Dear Duchess of Cambridge (and your husband too, since he sort of gets credit since he’s the one who married you and all),
You may wonder why a geeky woman from the middle of the United States is sending you a letter, but I swear that I have good reason. First, my family has serious English roots. My Great Grandmother was an immigrant from Wales, and my Great Grandfather was an Anglican priest. Heck, there is even a street in London with my very obscure family name on it. It is only a block long and has a Pizza Hut, but that doesn’t matter much to me.

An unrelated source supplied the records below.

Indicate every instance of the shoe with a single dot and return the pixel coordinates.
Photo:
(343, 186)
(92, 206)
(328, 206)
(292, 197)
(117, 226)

That isn’t the reason for writing you of course. First, I would like to thank NBC for completely screwing up and calling you Princess all damn morning. It makes why I’m writing this that much easier. I realize that you are not technically Princess Catherine yet, and likely won’t be one until William is first in line to the throne. It doesn’t matter really though because you married a real live prince.
You see, my daughter, like nearly every other preschooler in this country is obsessed with princesses thanks to those over zealous marketers at Disney. She cannot get enough of the fairy tales. In her pretend world princes marry princesses, and fight dragons and sail on boats shaped like giant Kodiak bears. All of that is well and good, but I fear that she has no concept of what it really means to be a princess, or rather, she didn’t, until I could explain you to her. You see, you are an excellent example of what I would love for her to strive to be. Minus of course marrying a prince. She can marry whomever she damn well pleases as long as they make her feel like a princess.
No, it is the fact that you are such a damn good role model. You have an education, something not even her dear mother managed to complete. You are athletic, in excellent shape (though do eat a bacon sandwich or something now), smart, funny, and well, you wear pants. That last thing is important since none of those damn Disney girls have the sense to wear pants. When it comes to convincing my very hard playing girl that maybe a dress isn’t the best idea when climbing a jungle gym or in sub zero Minnesota temperatures, I need only point to you, a real princess, who dresses for the occasion.
So, congratulations. Your wedding was gorgeous, simple, elegant, and perfect. My favorite moment of course being when William told you that you were beautiful. I think may cry again just thinking about it. Have a great honeymoon, have good sex, make pretty babies, and keep wearing the pants.